Given the heterogeneity between males and females and the lack of clear associations in men because of the lower sample size we concentrated on the metabolite markers in women. After excluding metabolites that showed high collinearity (by means of a stepwise regression) a logistic regression model was fitted using all metabolites that showed nominal association with birthweight in females. The outcome was low birthweight defined as the bottom tertile of the distribution in each cohort separately. We calculated the area under the curve (AUC) based on the coefficients from the meta-analysis. For TwinsUK the AUC was 0.592 with 95% confidence interval of 0.575–0.608; for HCS females it was 0.584 [0.547–0.621] and for NFBC females 0.606 [0.572–0.640].

Discussion

In this study we report a clear metabolomic signature for lower birthweight detectable in adolescence, adult and old age in three independent cohorts looking at a vast array of metabolic pathways (not just lipids and lipoproteins).

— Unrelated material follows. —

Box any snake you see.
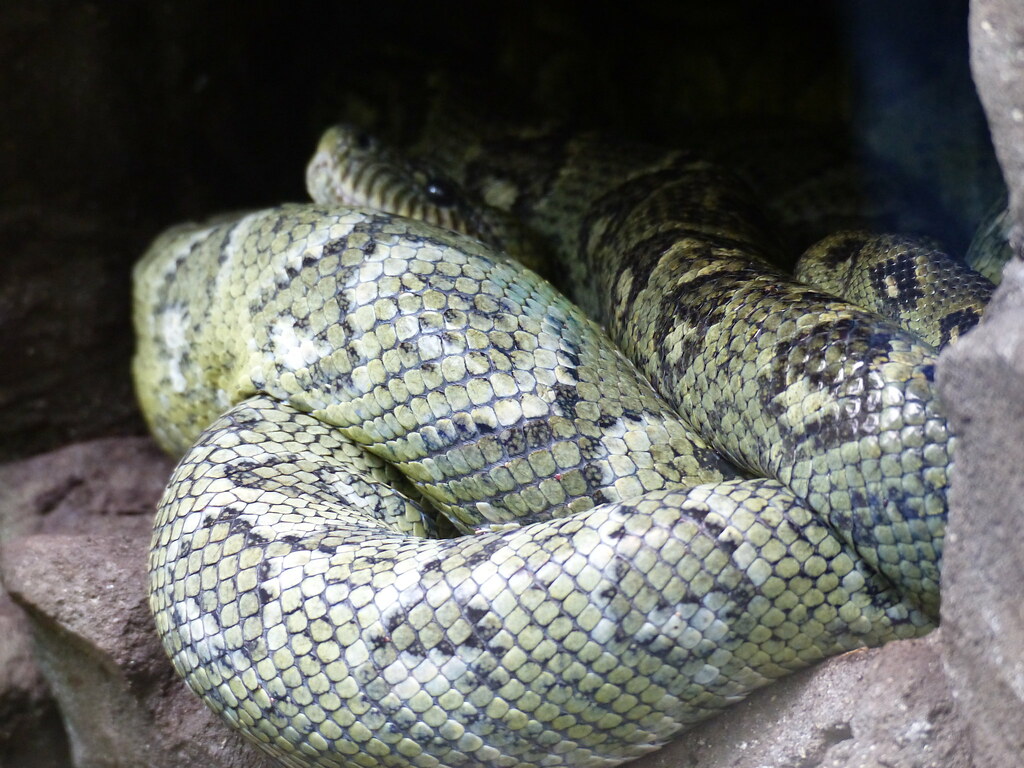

We report that in women there are at least five metabolites consistently negatively associated with weight at birth. We find only two acylcarnitines associated with birthweight in men. This could be due to the study design which used a female only cohort for the discovery or it might reflect true differences between men and women which have been reported in newborns [20]. It is also worth noting that males weigh 136g more than females at term birth [29]. The reason for this is unclear and common theories include the action of androgens [30], sexual bias in metabolism [31] or that the Y-chromosome may be involved in ways that are yet to be elucidated [32].

Twins are an important group to study regarding birthweight because multiple births have been on the rise, with an increase of almost 50% from 1984–2004 in the United Kingdom (98.5% of these are twins), and they have high rates of complications (www.twinsuk.co.uk). The key assumption is that weight differences in twin pairs come from random differences in access to nutrition; for example, position in uterus/umbilical cord. Dizygotic twins (DZs) only share 50% of their genes (like siblings) and almost always have a separate placenta. It is believed that access to nutrients in DZ twins may differ due to mass/function of placenta or placental lesions but these effects are usually moderate. On the other hand, MZ twins are formed from the division of a single ovum, post-fertilization and can have one or two chorions. Severe differences in nutritional intake due to positioning and/or umbilical cord insertion can lead to greater weight discrepancies, and therefore a lighter MZ twin is likely to be genuinely growth-restricted [33]. Maternal behaviour such as smoking status and pregnancy risk factors may influence the weight at birth of a child and thus the twin model accounts for confounders related to mother and pregnancy because twins share the same uterine environment and have the same gestational age. Therefore, the observed effect of birthweight in twins comes from intra-uterine growth alone.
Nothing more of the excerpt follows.